The World Summit on Sustainable Development, held in Johannesburg, South Africa, in August 2002, adopted a Declaration and an Implementation Plan that specifically endorsed South-South cooperation and strong regional and subregional action.

With the aim of mobilizing global awareness of, and support for, South-South cooperation for inclusive development, the United Nations General Assembly, in its resolution 58/220 of 23 December 2003, proclaimed the 19th of December as the United Nations Day for South-South Cooperation, with the first such United Nations Day held on 19 December 2004. The event has since served as a vibrant platform for the international community to celebrate achievements; share development successes; explore new avenues for collaboration; forge innovative and inclusive partnerships; and launch concrete collaborative schemes towards achieving internationally development goals (IADGs), including the Millennium Development Goals (MDGs), under South-South, East-East, East-South, public-private, and North-South-South triangular arrangements.

In December 2011, the General Assembly, on the recommendation of the Second Committee, decided that, beginning in 2012, the observance of the United Nations Day for South-South Cooperation would be changed from 19 December to 12 September, to mark the day in 1978 when the United Nations Conference on Technical Cooperation among Developing Countries adopted the Buenos Aires Plan of Action for Promoting and Implementing Technical Cooperation among Developing Countries.

The world has undergone a major economic and political transformation in the last two decades. The changes, particularly in the South, have been more rapid than at any time during a similar span in world history. Relationships within the South and between the South and the North have taken on entirely new dimensions. Key current issues such as the environment and climate change, energy and food security, global poverty, the linkage between growth and equity, and migration are today more global than North-South in nature.

Many countries in the South have built up significant financial and technical capacities. They have begun to transfer some of these resources, on concessional and non-concessional terms, to other countries in the South in the context of an inclusive approach to the management of global problems, spreading the benefits of globalization more widely, creating new markets, and building a broader foundation for sustainable economic growth. In recent years, building on a long history of assistance and other cooperation among developing countries, several Southern countries have become significant partners for development cooperation. A new dimension is clearly being added to development cooperation, particularly for Africa and the Southern countries that remain specially disadvantaged, particularly the least developed countries (LDCs), the landlocked developing countries (LLDCs) and the small island developing States (SIDS).

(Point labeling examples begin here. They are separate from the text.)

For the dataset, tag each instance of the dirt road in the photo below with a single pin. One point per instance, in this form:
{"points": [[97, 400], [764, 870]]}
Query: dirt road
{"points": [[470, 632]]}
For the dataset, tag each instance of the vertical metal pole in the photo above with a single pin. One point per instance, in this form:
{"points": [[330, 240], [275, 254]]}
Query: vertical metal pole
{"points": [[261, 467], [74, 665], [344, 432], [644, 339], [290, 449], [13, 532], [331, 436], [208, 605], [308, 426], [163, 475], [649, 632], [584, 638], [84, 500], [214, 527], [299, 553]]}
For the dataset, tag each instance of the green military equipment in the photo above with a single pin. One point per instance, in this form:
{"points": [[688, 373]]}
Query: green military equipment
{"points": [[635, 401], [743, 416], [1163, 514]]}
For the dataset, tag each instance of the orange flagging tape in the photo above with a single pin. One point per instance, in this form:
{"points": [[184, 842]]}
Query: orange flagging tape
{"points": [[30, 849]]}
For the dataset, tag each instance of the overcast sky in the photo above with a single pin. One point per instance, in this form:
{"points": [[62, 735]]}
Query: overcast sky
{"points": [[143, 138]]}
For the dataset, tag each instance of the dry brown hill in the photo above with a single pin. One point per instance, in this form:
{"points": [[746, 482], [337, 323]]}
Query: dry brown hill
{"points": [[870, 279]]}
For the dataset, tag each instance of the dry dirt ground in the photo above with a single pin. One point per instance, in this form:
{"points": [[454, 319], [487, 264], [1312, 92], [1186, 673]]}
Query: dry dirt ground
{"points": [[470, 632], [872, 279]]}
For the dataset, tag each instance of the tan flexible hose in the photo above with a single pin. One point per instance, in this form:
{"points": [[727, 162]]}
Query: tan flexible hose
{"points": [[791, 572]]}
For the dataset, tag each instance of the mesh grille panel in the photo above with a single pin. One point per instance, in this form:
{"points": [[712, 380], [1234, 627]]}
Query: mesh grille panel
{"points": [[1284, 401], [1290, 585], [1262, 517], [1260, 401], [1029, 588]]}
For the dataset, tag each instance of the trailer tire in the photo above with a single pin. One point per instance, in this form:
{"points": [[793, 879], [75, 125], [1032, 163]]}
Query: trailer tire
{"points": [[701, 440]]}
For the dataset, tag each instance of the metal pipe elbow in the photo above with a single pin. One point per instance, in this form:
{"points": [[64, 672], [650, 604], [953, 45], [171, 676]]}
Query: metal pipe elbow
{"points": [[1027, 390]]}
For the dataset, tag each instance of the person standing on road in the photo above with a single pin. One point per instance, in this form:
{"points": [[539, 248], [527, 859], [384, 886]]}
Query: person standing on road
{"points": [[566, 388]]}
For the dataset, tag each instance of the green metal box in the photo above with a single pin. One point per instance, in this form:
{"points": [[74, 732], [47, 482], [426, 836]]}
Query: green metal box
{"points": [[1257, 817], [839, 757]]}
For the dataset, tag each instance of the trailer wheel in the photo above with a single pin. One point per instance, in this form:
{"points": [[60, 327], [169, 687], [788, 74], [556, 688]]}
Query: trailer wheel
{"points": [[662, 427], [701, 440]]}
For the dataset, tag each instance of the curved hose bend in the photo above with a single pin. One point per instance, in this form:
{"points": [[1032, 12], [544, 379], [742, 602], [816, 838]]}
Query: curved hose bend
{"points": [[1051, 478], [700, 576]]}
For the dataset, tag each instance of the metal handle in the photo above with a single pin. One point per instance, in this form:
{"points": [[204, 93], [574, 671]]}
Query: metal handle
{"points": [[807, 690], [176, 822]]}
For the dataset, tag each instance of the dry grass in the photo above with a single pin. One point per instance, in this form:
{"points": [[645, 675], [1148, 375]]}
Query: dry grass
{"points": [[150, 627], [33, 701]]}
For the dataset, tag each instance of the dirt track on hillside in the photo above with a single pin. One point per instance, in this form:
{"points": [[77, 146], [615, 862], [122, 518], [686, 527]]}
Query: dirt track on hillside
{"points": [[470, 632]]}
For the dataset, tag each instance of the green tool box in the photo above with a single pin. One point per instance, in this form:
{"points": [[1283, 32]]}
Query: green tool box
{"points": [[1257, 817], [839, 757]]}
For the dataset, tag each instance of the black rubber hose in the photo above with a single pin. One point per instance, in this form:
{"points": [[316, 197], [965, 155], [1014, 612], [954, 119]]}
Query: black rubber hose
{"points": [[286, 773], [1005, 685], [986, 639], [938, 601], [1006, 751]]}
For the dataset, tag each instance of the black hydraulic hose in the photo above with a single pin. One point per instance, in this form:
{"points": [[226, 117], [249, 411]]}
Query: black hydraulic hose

In order to fully harness the vast number of available Southern development solutions to help address old and emerging Southern challenges, the United Nations Secretary-General, in his report to the sixty-second session of the General Assembly (A/62/295), among other things, called upon the international development community, including the United Nations system, to help scale up the impact of South-South cooperation by

(a) optimizing the use of South-South approaches in achieving the IADGs, including the MDGs;
(b) intensifying multilateral support for South-South initiatives to address common development challenges;
(c) fostering inclusive partnerships for South-South cooperation, including triangular and public-private partnerships;
(d) improving the coherence of United Nations system support for such cooperation; and
(e) encouraging innovative financing for South-South and triangular cooperation.